One of the biggest areas of AI hype right now is the notion that it will hyperaccelerate scientific progress. I understand why people think this — AI is already accelerating scientific production. But the big problem is that production seems to have gotten decoupled from any useful measure of progress a long time ago. There is a whole science-of-science literature hand wringing about the fact that scientific production has increased ~exponentially but progress has not accelerated and has even slowed down.
Producing papers, for the most part, is a game researchers must play for status and career progress. It's value is relative. It's like thinking that AI is going to help traders make a lot more money. If everyone has access to the same capabilities, there is no alpha. In every scientific field I'm familiar with, the amount of published stuff exceeds the community's collective bandwidth to absorb and build upon ideas by a factor of 100x or more. Inevitably, the vast majority of what's published makes zero impact. Yet we pretend that publication itself has some value. It doesn't.

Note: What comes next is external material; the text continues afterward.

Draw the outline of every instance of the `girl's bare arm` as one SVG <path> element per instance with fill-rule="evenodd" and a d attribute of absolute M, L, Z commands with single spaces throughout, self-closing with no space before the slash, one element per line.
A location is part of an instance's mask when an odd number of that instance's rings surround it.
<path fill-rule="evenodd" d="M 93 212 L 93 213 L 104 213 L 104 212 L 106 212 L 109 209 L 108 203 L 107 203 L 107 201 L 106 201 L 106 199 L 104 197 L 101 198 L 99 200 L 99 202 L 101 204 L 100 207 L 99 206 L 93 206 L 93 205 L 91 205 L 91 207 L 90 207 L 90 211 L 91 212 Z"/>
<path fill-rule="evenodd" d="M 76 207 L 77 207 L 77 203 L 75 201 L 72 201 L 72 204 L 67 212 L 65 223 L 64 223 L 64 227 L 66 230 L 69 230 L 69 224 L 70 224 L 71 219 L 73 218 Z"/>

I do think AI will help, but ironically, it's by stretching an already creaking system to its breaking point and forcing it to reinvent itself. For example, AI is getting to the point where it is able to produce papers that aren't easily distinguishable from human-authored ones. Dropping the cost of production to zero will force us to stop attaching value to publication, and look for ways to identify actual intellectual value.
There's also the fact that in many/most fields, there's a limit to AI's impact on production as well. It may be able to do the cognitive parts but the bottleneck may be experiments on humans or some other form of real-world interaction that's hard to automate. I suspect AI researchers are misled by the fact that AI research itself is mostly cognitive/computational, and forget how different most scientific fields are.